Department of Electrical and Electronics Engineering


Analog Electronics Laboratory Work

Lab 5
BJT as inverter circuit and calculate logic parameters.

Objective
1. To calculate the logic parameter of BJT as an inverter.
2. To correctly measure and analyse the switching properties of simple BJT
inverters and verify that said circuits obey the theoretical framework governing
them.

Theory
BJT is a three-terminal semiconductor device constructed with three doped
semiconductor regions that is the base, collector, and emitter separated by two p-n
junctions. A bipolar junction transistor is a type of transistor that uses both electrons
and holes as charge carriers. BJT works in three operating regions.
1. Cut off region
2. Saturation region
3. Active region

BJT works as a switch in the cut-off and saturation region. In the inverter application
of BJT, if we provide logic one at the input, then output gives logic zero and vice-versa.
BJT amplifiers most commonly employ the common emitter (CE) configuration.

When the voltage (VBE) is low, the transistor does not conduct, there is no current
through RC, and the collector voltage (output) is pulled up to V CC. When the input
voltage is increased, the transistor begins to conduct, the voltage drops across RC
starts increasing, and the output voltage falls. Finally, when the voltage is high enough
to drive the transistor into saturation, there is a fixed small drop (V CE=0.1 to 0.2V)
across the transient, and the output voltage saturation to its low value.

By varying the input voltage and measuring the output voltage, we can construct the
noise margin for the BJT inverter and determine VIL, VIH, VOL, and VOH. These give us
a guideline for the stability of the inverter as a whole when it swings and determines
proper quantities like fan-out and fan-in.
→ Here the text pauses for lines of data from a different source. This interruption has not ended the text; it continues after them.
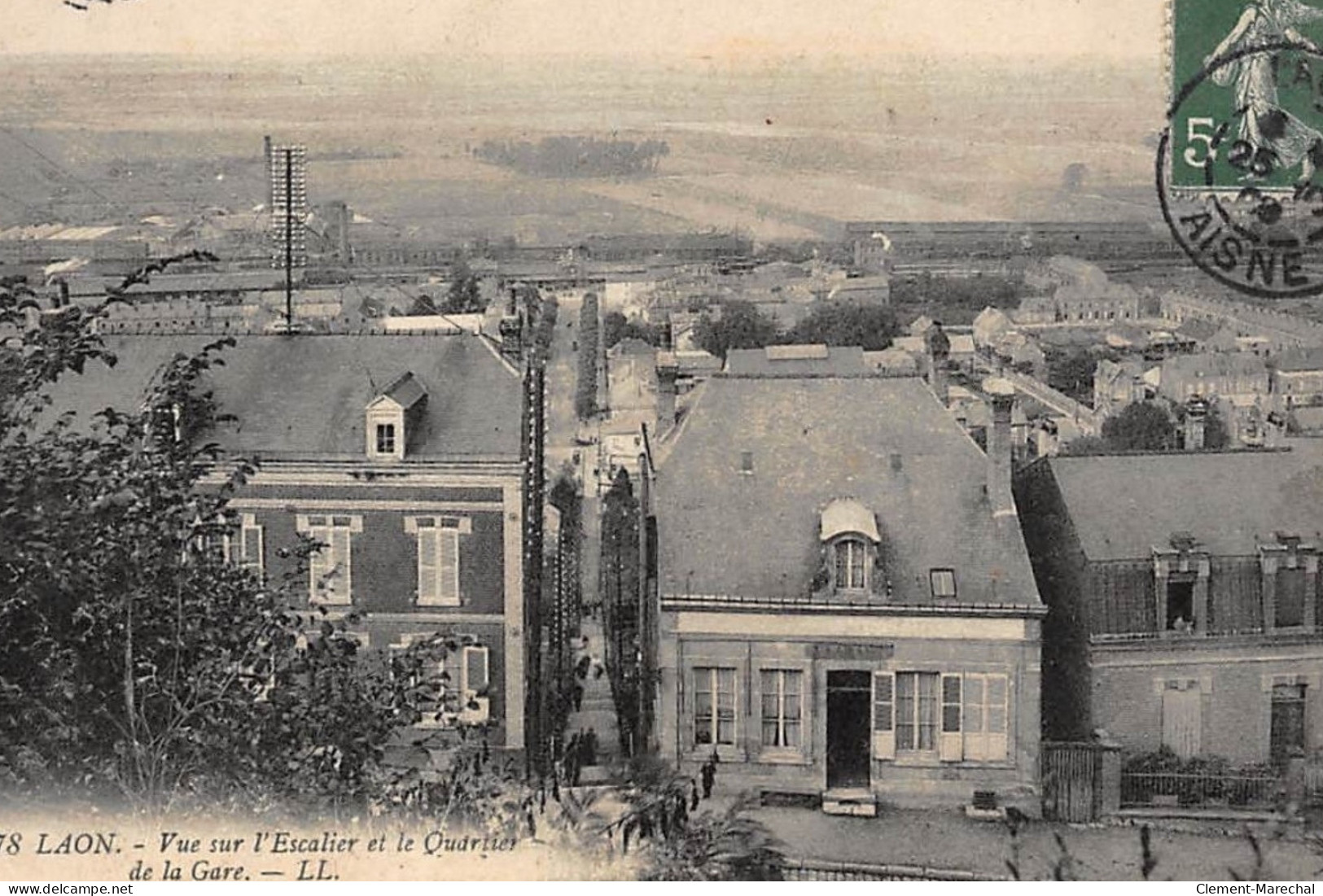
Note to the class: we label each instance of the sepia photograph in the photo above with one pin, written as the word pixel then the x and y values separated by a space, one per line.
pixel 622 440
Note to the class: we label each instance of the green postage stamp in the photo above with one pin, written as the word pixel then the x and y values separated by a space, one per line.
pixel 1238 165
pixel 1246 93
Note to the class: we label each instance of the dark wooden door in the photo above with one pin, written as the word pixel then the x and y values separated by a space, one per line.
pixel 848 709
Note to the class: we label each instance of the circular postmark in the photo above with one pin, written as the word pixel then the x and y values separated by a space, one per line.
pixel 1238 169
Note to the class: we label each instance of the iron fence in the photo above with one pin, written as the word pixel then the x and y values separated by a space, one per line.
pixel 1210 789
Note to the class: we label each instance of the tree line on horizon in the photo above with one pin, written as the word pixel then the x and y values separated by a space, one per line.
pixel 576 156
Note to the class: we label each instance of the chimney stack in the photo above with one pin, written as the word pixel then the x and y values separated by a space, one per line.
pixel 1001 396
pixel 1196 410
pixel 667 374
pixel 270 173
pixel 938 349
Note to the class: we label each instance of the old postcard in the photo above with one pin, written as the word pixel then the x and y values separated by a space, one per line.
pixel 616 440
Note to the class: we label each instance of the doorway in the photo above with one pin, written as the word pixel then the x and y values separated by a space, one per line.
pixel 848 727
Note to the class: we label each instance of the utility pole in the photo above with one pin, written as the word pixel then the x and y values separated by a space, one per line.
pixel 289 239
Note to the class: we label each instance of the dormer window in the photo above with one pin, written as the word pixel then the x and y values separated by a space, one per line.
pixel 393 417
pixel 851 563
pixel 851 540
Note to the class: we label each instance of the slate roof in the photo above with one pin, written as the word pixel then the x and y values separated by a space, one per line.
pixel 885 442
pixel 798 361
pixel 405 390
pixel 304 396
pixel 1299 360
pixel 1122 506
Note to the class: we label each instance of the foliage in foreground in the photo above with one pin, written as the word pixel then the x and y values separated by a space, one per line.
pixel 141 665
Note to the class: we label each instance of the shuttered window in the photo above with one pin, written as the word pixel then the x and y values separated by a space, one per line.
pixel 713 706
pixel 475 665
pixel 986 702
pixel 330 567
pixel 782 707
pixel 884 715
pixel 961 716
pixel 250 544
pixel 1181 718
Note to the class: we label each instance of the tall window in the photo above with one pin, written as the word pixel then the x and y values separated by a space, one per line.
pixel 1181 716
pixel 247 549
pixel 851 563
pixel 475 671
pixel 942 583
pixel 986 710
pixel 916 711
pixel 1181 604
pixel 438 558
pixel 1286 735
pixel 1290 597
pixel 782 707
pixel 713 706
pixel 330 567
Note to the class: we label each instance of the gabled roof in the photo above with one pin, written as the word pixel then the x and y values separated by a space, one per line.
pixel 1125 505
pixel 405 391
pixel 304 396
pixel 1299 360
pixel 887 443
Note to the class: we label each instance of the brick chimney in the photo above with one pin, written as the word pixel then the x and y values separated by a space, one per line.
pixel 667 373
pixel 938 351
pixel 1196 411
pixel 1001 398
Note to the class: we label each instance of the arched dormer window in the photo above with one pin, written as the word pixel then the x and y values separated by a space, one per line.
pixel 851 558
pixel 851 538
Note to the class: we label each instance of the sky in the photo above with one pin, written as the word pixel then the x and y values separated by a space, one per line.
pixel 721 29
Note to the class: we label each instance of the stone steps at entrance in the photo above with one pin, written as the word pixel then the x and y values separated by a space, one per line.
pixel 850 802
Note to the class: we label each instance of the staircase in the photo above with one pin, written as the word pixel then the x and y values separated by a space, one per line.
pixel 842 801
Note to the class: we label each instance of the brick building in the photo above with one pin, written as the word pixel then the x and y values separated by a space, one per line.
pixel 1183 599
pixel 401 455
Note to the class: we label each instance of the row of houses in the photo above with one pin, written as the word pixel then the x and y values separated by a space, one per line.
pixel 857 603
pixel 850 597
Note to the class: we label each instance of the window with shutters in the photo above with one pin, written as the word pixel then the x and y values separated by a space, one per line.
pixel 942 583
pixel 986 703
pixel 1286 724
pixel 385 438
pixel 331 565
pixel 1181 716
pixel 713 706
pixel 438 558
pixel 916 711
pixel 782 695
pixel 475 665
pixel 430 684
pixel 245 548
pixel 948 716
pixel 884 715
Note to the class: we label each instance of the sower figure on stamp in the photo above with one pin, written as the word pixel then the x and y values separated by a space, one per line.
pixel 1264 125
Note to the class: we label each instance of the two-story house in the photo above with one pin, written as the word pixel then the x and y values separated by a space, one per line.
pixel 1183 599
pixel 846 603
pixel 401 457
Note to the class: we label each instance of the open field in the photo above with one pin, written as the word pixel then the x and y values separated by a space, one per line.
pixel 782 152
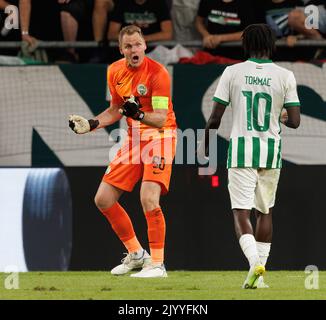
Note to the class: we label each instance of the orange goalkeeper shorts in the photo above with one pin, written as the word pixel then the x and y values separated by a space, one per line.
pixel 149 160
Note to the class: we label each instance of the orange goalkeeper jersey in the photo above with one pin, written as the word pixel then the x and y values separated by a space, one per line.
pixel 151 84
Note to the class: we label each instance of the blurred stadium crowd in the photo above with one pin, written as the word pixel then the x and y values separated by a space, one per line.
pixel 210 22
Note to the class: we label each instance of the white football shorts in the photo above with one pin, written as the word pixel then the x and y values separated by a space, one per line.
pixel 253 188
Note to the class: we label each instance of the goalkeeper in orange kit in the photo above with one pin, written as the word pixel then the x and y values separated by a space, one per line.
pixel 140 91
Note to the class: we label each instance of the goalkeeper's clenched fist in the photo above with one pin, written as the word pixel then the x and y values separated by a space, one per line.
pixel 81 125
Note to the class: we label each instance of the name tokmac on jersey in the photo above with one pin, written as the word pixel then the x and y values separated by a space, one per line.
pixel 257 91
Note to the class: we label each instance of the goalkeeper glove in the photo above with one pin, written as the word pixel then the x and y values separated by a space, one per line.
pixel 131 109
pixel 81 125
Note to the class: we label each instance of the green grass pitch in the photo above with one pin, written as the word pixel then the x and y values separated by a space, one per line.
pixel 221 285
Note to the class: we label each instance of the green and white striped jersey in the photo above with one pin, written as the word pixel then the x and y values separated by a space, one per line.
pixel 257 91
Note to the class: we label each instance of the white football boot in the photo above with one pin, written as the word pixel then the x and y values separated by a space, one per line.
pixel 151 271
pixel 253 275
pixel 131 262
pixel 261 284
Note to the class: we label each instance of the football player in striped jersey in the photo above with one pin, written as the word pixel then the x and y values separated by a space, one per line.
pixel 261 94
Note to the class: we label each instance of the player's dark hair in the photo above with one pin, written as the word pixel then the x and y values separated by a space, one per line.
pixel 258 40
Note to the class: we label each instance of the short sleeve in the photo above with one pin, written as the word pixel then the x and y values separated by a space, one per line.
pixel 291 95
pixel 222 93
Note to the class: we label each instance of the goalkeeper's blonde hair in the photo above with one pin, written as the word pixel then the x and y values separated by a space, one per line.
pixel 129 30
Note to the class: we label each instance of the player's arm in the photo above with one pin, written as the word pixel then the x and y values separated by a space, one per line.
pixel 291 117
pixel 81 125
pixel 156 119
pixel 109 116
pixel 213 122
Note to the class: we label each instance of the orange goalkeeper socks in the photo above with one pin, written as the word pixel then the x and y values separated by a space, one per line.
pixel 156 234
pixel 122 226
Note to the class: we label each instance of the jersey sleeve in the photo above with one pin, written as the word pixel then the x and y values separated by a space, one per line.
pixel 291 95
pixel 222 93
pixel 161 87
pixel 112 94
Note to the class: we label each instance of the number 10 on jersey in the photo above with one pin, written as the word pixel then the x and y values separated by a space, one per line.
pixel 253 110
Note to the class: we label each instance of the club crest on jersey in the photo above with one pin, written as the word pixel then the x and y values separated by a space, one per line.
pixel 141 89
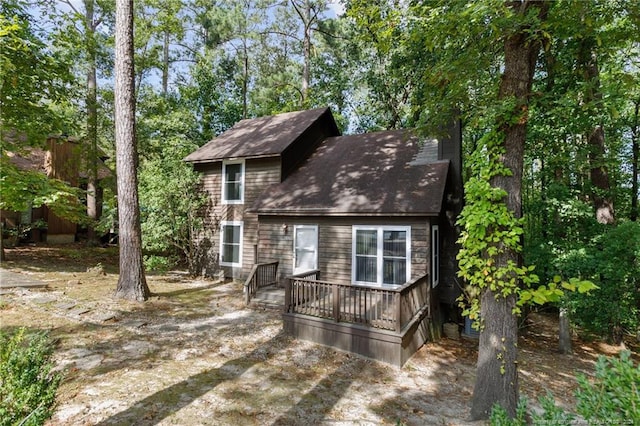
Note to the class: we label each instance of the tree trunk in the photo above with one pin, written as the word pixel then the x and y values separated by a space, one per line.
pixel 565 332
pixel 93 209
pixel 635 150
pixel 497 372
pixel 304 12
pixel 165 63
pixel 132 284
pixel 601 190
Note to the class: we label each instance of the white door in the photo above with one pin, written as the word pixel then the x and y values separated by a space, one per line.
pixel 305 248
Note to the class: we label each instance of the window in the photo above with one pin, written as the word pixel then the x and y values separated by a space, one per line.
pixel 233 182
pixel 305 248
pixel 435 255
pixel 381 255
pixel 231 243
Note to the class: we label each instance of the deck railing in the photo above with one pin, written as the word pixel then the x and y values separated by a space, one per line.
pixel 377 307
pixel 261 275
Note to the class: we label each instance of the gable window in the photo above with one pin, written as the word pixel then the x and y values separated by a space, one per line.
pixel 231 243
pixel 381 255
pixel 305 248
pixel 435 255
pixel 233 182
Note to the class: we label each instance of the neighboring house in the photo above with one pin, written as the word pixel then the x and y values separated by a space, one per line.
pixel 361 226
pixel 61 160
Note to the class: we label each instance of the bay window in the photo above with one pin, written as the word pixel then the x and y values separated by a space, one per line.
pixel 381 255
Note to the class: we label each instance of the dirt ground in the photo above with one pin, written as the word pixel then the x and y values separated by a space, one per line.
pixel 195 355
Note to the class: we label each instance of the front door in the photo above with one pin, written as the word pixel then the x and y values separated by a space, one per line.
pixel 305 248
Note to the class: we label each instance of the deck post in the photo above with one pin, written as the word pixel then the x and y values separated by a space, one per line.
pixel 287 294
pixel 396 301
pixel 336 303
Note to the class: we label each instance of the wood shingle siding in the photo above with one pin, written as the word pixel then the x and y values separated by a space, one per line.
pixel 259 175
pixel 335 243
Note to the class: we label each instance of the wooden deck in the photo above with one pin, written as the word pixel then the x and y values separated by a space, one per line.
pixel 387 324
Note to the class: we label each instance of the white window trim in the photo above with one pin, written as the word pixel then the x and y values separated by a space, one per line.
pixel 231 223
pixel 224 182
pixel 295 232
pixel 435 255
pixel 379 254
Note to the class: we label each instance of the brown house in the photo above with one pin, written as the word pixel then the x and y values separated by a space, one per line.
pixel 357 229
pixel 62 159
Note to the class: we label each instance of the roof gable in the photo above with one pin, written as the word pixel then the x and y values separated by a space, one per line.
pixel 261 137
pixel 382 173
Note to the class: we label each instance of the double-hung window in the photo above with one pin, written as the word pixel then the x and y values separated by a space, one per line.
pixel 381 255
pixel 233 182
pixel 305 248
pixel 435 255
pixel 231 243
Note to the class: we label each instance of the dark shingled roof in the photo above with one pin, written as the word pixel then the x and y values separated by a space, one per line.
pixel 383 173
pixel 258 137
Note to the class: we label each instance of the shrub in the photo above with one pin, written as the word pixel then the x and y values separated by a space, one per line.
pixel 27 383
pixel 612 398
pixel 613 263
pixel 614 395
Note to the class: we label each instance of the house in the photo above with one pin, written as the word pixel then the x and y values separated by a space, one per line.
pixel 62 159
pixel 358 229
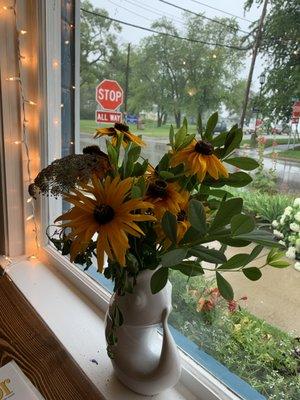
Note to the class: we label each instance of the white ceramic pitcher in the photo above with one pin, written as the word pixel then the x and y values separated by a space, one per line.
pixel 143 360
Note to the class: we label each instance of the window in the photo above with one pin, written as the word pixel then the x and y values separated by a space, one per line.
pixel 164 79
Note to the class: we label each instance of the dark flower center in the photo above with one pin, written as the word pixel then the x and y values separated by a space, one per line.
pixel 204 147
pixel 181 216
pixel 103 214
pixel 122 127
pixel 158 188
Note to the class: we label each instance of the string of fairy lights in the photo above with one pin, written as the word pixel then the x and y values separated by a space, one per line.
pixel 25 105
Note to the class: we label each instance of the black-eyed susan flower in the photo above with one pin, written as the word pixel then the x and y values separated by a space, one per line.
pixel 116 131
pixel 164 196
pixel 199 158
pixel 104 208
pixel 182 221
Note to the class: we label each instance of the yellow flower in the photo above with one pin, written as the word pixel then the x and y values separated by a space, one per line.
pixel 199 159
pixel 118 130
pixel 164 196
pixel 182 222
pixel 104 210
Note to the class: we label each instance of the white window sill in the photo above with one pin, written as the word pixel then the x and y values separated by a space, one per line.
pixel 79 325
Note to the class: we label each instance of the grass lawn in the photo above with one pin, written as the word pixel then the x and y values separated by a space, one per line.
pixel 292 154
pixel 89 126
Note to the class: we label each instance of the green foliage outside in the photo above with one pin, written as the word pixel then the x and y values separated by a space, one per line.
pixel 280 47
pixel 264 356
pixel 264 206
pixel 292 154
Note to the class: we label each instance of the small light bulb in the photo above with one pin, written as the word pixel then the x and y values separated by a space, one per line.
pixel 55 64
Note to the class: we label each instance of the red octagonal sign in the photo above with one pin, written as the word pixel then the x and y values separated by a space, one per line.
pixel 109 94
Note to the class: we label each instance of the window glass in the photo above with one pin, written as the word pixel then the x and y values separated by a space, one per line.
pixel 189 62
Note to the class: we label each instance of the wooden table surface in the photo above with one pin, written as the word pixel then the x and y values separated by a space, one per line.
pixel 25 338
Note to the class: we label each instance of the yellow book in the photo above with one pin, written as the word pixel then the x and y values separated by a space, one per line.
pixel 14 385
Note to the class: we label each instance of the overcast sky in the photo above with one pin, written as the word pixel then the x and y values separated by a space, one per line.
pixel 143 13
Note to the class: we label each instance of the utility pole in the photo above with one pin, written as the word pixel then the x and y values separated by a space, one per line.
pixel 254 55
pixel 127 78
The propagation delay of an inverter is the difference in time (calculated at 50% of


input-output transition) when output switches after the application of input. The
propagation delay from high to low (tpHL) is the delay when output switches from high
to low after input switches from low to high. The delay is usually calculated at 50%
point of input-output switching.
PROCEDURE
1. Connect the circuit as shown in Fig above.
2. From the DC supply vary the input voltage VBE is from 0-2 V.
3. Note the approximate voltage at the input when the inverter changes its state
and complete Table below.

Vin Vout

4. Find VOH, VOL, VIL, VIH, Noise Margin High and Noise Margin Low of the inverter
with the VTC curve shown in Fig below.
5. Now give (0-5) V triangular wave.
6. See in dual mode the input and output waveform.
7. Calculate the propagation delay high to low (tpHL) and low to high (tpLH).

Result
Different logical parameters of BJT such as Noise Margin, and propagation delay are
calculated.

Topics to discuss.
1. Explain the working principle of a BJT inverter and how the input and output
voltages are related in an inverter circuit.
2. Define "saturation" and "cutoff" as they apply to a BJT. Explain how these
regions relate to the inverter's operation.
3. Draw the idealized VTC graph for the BJT inverter. Include the regions
corresponding to saturation, cutoff, and active modes. Discuss any deviations
that may occur in real-world scenarios.